Karavelioğlu finansal kaynakların ve ikiz dönüşüm için gereken vaktin çok dikkatli harcanması gerektiğini belirtti:

“Kamunun çabucak bütün planları üzere, Yeşil Mutabakat Aksiyon Planı da önemli hazırlıkların bir eseri olarak ilan edildi. Acil aksiyonlar için önümüzde 1 yıldan daha kısa bir müddet var. Türkiye’nin güç üretiminde AB’den çok daha yeşil bir pozisyonda olması, uygulamada karşılaşacağımız sektörel farklılıkların tolere edilmesini sağlayacaktır. Sanayi elektriğinin nasıl sübvanse edileceği konusu, başta AB olmak üzere bütün dünyanın gündeminde. Gelişmeleri yakından takip etmeli ve aksiyon almakta gecikmemeliyiz. Her zamankinden daha çok dövize muhtaçlığımız olan bu süreçte makine ithalatına son 12 ayda 34 milyar dolar ayırılmış olması, kıymetli bir potansiyeli de gözler önüne seriyor” dedi.

“TURQUM alana iniyor”

Makine imalatçısının kurumsal yetkinliğini öne çıkararak, Türk makinalarının imajını dış pazarda güçlendirmek maksadıyla kurulmuş bulunan TURQUM Kalite Sertifikasyon sisteminde icra misyonu, Türk Standardları Enstitüsü (TSE), Savunma Sanayii Başkanlığı (SSB), Savunma Teknolojileri ve Mühendislik A.Ş. (STM), Türkiye Bilimsel ve Teknolojik Araştırma Kurumu (TÜBİTAK) ve Silahlı Kuvvetler Vakfı’nın (TSKGV) ortak teşebbüsü olan Test ve Kıymetlendirme A.Ş.’ye (TRTEST) devredildi. MAİB, TRTEST ve Türkiye Makina Federasyonu (MAKFED) ortasındaki İşbirliği Muahedesi Sanayi ve Teknoloji Bakan Yardımcısı Hasan Büyükdede ve Türkiye İhracatçılar Meclisi Lideri İsmail Gülle huzurunda imzalandı.
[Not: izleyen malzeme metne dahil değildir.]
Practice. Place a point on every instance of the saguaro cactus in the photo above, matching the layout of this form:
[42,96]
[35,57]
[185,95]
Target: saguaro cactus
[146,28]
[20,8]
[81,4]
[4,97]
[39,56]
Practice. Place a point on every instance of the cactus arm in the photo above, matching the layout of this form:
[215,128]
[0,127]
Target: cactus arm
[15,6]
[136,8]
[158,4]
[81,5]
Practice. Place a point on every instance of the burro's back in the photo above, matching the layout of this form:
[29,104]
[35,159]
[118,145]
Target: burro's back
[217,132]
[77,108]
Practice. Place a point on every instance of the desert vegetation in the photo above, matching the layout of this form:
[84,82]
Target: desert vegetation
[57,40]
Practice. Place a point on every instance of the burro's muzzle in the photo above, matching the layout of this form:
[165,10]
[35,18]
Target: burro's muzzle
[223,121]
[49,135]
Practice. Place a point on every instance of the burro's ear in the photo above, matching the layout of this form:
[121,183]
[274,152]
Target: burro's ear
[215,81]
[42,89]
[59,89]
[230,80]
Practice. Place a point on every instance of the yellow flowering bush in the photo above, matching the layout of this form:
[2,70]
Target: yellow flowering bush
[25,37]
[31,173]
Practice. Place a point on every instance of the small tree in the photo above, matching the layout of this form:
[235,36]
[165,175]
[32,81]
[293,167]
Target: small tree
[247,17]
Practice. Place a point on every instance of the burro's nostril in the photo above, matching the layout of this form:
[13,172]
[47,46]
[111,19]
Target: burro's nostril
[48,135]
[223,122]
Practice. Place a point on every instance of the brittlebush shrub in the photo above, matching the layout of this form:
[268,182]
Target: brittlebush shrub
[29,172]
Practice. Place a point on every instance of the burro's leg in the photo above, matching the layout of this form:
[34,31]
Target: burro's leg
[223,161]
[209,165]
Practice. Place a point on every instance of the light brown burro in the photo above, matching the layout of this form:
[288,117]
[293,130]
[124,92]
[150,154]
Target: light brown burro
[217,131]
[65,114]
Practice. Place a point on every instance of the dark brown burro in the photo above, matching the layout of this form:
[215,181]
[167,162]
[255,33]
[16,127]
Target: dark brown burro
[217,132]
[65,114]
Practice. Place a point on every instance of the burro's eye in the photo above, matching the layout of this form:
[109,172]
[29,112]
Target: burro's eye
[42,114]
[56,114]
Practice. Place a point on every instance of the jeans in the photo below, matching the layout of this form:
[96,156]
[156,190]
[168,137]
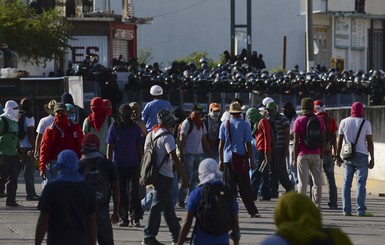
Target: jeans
[28,166]
[328,166]
[290,168]
[103,220]
[232,180]
[310,163]
[357,166]
[9,167]
[191,164]
[129,193]
[260,182]
[175,187]
[162,204]
[147,200]
[278,172]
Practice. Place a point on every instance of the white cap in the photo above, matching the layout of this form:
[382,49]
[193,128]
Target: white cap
[156,90]
[265,101]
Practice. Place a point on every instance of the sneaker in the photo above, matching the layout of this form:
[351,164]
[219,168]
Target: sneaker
[33,198]
[124,223]
[13,205]
[366,214]
[135,223]
[256,215]
[333,207]
[151,241]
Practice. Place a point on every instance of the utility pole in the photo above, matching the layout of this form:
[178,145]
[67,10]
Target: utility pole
[309,35]
[233,26]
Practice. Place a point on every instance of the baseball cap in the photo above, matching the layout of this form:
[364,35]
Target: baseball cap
[49,108]
[59,106]
[197,108]
[235,107]
[214,106]
[156,90]
[265,101]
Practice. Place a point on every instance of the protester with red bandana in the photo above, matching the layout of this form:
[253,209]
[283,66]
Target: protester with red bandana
[192,142]
[108,107]
[330,149]
[98,122]
[61,135]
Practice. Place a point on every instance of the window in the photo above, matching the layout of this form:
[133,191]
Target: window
[360,6]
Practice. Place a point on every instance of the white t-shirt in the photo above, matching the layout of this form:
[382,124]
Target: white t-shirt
[44,123]
[226,116]
[349,128]
[164,145]
[193,143]
[28,122]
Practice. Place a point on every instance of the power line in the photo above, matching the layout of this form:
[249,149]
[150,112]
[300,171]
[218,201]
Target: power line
[181,9]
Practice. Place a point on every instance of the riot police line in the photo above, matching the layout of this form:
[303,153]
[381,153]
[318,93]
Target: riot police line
[235,78]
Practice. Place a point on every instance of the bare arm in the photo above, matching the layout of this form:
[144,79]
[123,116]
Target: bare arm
[250,154]
[322,146]
[286,131]
[31,136]
[235,229]
[37,146]
[116,199]
[139,151]
[179,169]
[182,144]
[369,139]
[41,227]
[296,138]
[91,223]
[338,151]
[185,228]
[110,149]
[220,154]
[206,146]
[334,143]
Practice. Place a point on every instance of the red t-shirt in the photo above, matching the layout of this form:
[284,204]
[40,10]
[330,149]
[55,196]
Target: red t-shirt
[299,128]
[262,136]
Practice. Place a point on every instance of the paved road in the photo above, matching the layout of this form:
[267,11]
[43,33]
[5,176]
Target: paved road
[17,226]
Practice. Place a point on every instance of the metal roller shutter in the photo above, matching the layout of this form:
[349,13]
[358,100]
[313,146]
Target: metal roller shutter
[120,47]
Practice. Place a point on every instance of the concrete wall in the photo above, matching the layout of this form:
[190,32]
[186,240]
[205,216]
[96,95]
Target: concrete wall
[376,116]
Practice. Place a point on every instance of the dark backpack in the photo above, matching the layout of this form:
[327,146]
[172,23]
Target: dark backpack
[215,213]
[149,168]
[312,134]
[273,131]
[5,125]
[190,128]
[21,122]
[273,134]
[94,176]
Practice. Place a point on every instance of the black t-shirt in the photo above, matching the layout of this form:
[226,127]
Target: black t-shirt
[68,205]
[107,168]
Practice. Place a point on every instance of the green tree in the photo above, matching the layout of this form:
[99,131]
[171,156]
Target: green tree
[144,56]
[196,56]
[36,38]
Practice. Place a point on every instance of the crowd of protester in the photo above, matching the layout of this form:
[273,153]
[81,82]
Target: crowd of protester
[267,144]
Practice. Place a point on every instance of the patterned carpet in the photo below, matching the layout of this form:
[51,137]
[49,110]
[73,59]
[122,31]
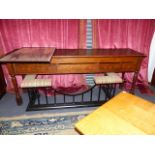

Anlaşma ile TURQUM’un alana indiğini belirten Karavelioğlu, “TRTEST’in savunma sanayinden gelen sertifikasyon deneyiminin ve yüksek teknolojili test merkezlerini de içeren geniş envanteri ile kurumsal kapasitesinin, TURQUM’un pratiğini güçlendireceğine ve aranılan bir doküman olmasını sağlayacağına inanıyoruz. Yakın vakitte dünyada uygulamalarıyla karşılaşacağımız ‘zincir tedarikçisi’ olma yetkinliğine dair yeni sertifikaların da bu sistemde yer bulacağını düşünüyoruz.” dedi.